Device-related alert message: de-activated ventricular classification

Tracing
N° 4
Manufacturer Biotronik Device Remote monitoring Field Messages and events
Patient

This 43-year-old man received a Lumax 340 VR-T single chamber defibrillator for hypertrophic cardiomyopathy with episodes of sustained ventricular tachycardia. He underwent elective surgery on a salivary gland.

Graph and trace

Telemedicine report

Within 24 h after his return home, a systematic alert message was transmitted warning that the detection arrhythmias had been turned ‘off’ (red color status).

Comments

This patient underwent elective surgery, in which case 2 choices were available:

  1. apply a magnet over the defibrillator throughout the procedure, inhibiting all therapies and preventing the memorisation of the artefacts. If the magnet is applied continuously, the therapies are inhibited for a maximum of 8 h. If the inhibition needs to be prolonged beyond 8 h, the magnet must be removed for a few seconds and reapplied.
  2. deactivate or turn ‘off’ the detection and the defibrillator therapies to prevent the delivery of shocks during the use of an electric scalpel. This second method was chosen for this patient who saw his cardiologist 24 h before undergoing surgery. The detection of episodes was turned off, in order to prevent overloading of the device memory and intraoperative delivery of therapy. The previous programming could be restored by reprogramming the detection.
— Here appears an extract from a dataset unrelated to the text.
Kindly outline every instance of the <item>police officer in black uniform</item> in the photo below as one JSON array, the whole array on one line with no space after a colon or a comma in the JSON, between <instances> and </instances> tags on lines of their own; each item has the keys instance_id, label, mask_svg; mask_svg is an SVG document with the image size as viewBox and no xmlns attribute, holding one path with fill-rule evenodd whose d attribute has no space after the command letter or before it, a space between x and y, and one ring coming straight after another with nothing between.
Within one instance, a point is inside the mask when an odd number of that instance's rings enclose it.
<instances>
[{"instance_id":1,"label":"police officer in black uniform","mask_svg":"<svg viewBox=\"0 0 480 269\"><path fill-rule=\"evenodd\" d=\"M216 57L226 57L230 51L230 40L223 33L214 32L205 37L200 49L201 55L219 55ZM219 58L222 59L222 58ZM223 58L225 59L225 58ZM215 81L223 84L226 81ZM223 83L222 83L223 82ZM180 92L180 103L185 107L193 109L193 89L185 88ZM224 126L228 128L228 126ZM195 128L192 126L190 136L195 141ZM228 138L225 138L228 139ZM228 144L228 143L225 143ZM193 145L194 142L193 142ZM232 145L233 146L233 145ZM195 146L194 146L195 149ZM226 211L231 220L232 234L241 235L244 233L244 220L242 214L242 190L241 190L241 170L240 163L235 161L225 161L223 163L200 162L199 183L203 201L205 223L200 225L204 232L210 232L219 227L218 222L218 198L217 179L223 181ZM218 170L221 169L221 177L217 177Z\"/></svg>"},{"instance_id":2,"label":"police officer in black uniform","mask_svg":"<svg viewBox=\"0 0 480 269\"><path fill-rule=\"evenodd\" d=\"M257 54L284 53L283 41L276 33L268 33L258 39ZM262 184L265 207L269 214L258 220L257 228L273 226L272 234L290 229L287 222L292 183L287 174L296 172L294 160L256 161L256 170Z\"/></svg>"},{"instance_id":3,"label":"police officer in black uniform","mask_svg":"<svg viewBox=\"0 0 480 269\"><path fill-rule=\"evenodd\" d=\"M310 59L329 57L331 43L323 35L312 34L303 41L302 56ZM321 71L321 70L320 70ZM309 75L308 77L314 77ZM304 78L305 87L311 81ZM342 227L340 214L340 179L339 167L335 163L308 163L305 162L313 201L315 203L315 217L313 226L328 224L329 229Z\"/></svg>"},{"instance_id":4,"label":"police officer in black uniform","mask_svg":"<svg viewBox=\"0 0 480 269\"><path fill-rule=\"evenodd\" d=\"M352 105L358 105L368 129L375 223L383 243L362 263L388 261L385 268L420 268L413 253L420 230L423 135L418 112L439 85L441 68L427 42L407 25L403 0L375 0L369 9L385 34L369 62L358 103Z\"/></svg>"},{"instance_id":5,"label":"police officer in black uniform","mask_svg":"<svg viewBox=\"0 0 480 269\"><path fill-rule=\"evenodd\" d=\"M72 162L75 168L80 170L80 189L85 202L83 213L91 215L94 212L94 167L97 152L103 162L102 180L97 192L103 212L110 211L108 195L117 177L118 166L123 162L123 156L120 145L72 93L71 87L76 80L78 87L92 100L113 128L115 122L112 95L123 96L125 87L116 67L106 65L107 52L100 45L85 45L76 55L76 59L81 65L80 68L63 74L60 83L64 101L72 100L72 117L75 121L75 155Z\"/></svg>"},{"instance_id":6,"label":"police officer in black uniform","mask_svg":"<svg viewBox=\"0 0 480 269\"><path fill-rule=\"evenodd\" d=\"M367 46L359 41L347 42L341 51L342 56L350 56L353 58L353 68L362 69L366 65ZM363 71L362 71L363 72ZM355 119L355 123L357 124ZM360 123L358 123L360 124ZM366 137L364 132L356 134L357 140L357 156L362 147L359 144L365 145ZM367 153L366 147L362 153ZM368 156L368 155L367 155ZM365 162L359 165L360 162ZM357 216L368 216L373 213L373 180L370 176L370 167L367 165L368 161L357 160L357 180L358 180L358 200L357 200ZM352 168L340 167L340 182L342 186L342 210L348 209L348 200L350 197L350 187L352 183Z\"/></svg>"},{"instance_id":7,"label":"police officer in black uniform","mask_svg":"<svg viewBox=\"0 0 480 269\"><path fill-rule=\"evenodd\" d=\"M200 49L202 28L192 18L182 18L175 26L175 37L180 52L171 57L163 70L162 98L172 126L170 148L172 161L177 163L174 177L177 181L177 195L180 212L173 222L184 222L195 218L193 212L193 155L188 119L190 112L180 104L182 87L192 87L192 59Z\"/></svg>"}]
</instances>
In this case, the detection was turned off before surgery, and the defibrillator was neither interrogated nor reprogrammed at the end of the operation. This could have had catastrophic consequences, had a serious arrhythmia developed. Telemedicine enabled the early diagnosis of this management error, the patient was called in the next day, and the detection and therapies were programmed back ‘on’. This example illustrates one of the advantages of remote follow-up. This patient would not have been protected by his defibrillator for several months had he been seen exclusively for standard face-to-face ambulatory visits.